Hiro:
So our email exchange has gone as follows:
* You mentioned in email to OGSA-WG that a certain set of execution
management commands have been defined as out of scope of BES because they
relate to "job management" instead of "container
management."
* I said that this partitioning of function didn't make sense to me, for
reasons that I listed.
* You replied by re-iterating the position that the BES charter is
defined to exclude what you term as "job management"
functions.
In my view, this reply doesn't address the issues that I raised, in that
it just restates the position I was objecting to.
I also note that the BES charter on gridforge.org notes that
"The scope of the
working group is on the definition of services for service instantiation
and management. For example, using the OGSA V1 nomenclature,
service containers and jobs."
Thus I don't even see that this limitation is justified based on the
charter.
I'll stop raising the issue soon, but I do so one
last time because I am concerned that a BES specification that is defined
so narrowly is not going to be useful and thus will not gain broad
acceptance.
Regards,
Ian.
At 01:58 AM 5/26/2005 +0900, Hiro Kishimoto wrote:
Hi Ian,
We've discuss your input on Sunday (at OGSA-BES meeting) and Monday
(at OGSA-WG meeting).
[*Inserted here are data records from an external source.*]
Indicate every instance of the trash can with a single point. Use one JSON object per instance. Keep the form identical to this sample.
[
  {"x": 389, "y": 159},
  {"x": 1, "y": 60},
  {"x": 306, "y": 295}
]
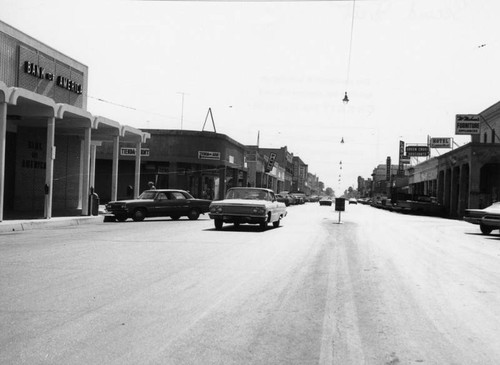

The attached is an understanding of the
attendees.
Each box corresponds to EMS service and each dotted line shows
coverage
of OGSA-BES WG's charter, OGSA-RSS WG's (initial) charter, and GRAM
interface.
Some comments;
- We think MJFS corresponds to container instead of Job Manager.
- MJFS and others cover most of "container" interface but not
all.
For example, BES-WG will define check-pointing interface which
is not supported by GRAM.
- GRAM covers "job" interface, which is out of BES-WG's
scope.
Meeting minutes will be available shortly and you can find more
detail
by the minutes.
Thanks,
----
Hiro Kishimoto
-----Original Message-----
From: Ian Foster
[mailto:foster@mcs.anl.gov]
Sent: Monday, May 23, 2005 11:20 PM
To: Hiro Kishimoto; 'ogsa-wg'; OGSA-BES-bof@ggf.org
Subject: RE: [ogsa-wg] Perhaps useful input to BES discussion
Hiro:
The "BES is for container not job manager" argument doesn't
make sense to me.
The question of where you are permitted to direct operations for purposes
of
monitoring and control--to container, job, or both--is orthogonal to
the
question of what operations need to be supported.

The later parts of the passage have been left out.